MWCC keeps both the table form and the compare chain in its toolbox, and it picks between them by rote. What decides it is the number of cases and how tightly they pack. Two rules of thumb capture how this compiler behaves.
- Dense and few → compare chain. Six cases in a row,
0..5, still bisect with cmpwi / beq- / bge-. The line gets crossed at seven consecutive cases on this toolchain, where 0..6 and anything longer flips to the table. So 0..5 (six cases) stays a chain, 0..6 (seven cases) is the first to tip into table form, and lesson 1's 0..7 (eight cases) sits well clear of the edge. Read the rule as "at least seven," not "more than eight."
- Sparse → compare chain, always. Values like
2, 20, 200, 1000 sprawl too far apart. Indexing a table by x would mean 1000 entries, nearly all of them default, which is plainly too big, so MWCC falls back to bisecting them however many there are:
cmpwi r3, 200 # probe the middle case value
beq- .case200
bge- .hi # x > 200 -> search the upper half
cmpwi r3, 20
beq- .case20
bge- .default
cmpwi r3, 2
beq- .case2
b .default
.hi:
cmpwi r3, 1000
beq- .case1000
b .default
...
.case2: li r3, 1 # each case body is the same tiny li/blr...
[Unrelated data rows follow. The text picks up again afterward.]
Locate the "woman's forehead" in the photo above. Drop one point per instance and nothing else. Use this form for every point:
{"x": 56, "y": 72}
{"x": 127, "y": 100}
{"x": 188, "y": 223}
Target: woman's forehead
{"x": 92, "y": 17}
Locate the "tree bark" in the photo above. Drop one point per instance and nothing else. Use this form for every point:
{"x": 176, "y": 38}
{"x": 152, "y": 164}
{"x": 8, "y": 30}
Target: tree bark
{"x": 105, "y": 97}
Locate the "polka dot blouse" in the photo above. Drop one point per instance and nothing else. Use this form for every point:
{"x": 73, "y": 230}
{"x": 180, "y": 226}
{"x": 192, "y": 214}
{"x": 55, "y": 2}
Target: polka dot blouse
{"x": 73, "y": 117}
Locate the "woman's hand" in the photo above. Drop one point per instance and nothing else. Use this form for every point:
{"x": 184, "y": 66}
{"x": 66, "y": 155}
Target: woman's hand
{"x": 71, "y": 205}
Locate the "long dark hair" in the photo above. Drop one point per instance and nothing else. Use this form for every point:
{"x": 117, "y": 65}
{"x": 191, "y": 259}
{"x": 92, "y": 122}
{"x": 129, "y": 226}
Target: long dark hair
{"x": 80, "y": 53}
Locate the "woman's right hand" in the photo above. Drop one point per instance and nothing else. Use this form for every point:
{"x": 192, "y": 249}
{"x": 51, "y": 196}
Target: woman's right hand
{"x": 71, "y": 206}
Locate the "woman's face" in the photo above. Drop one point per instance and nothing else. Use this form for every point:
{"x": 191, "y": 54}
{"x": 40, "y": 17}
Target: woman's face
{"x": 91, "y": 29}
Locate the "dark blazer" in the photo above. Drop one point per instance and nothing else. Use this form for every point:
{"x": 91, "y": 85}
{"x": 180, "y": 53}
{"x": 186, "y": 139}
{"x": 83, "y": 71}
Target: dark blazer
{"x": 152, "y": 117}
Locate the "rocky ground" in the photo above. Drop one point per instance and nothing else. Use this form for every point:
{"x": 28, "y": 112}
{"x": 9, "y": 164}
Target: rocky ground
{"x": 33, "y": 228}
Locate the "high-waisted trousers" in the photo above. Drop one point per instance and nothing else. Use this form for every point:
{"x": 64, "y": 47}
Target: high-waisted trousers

blr # ...only the dispatch above differs from the table form
When you're matching a switch, count the cases and check their spread first. One cmplwi followed by bctr points to dense-and-many, so you write consecutive cases. A staircase of cmpwi/beq- against scattered constants points the other way, to sparse originals, and the constants in the asm hand you the exact case labels to write.
Your task
Write route(int x): a sparse switch on x. Read the cmpwi probe values from the assembly above to recover which case labels to write, and read the li r3, N in each arm to recover the return value. Four scattered cases stays a compare chain.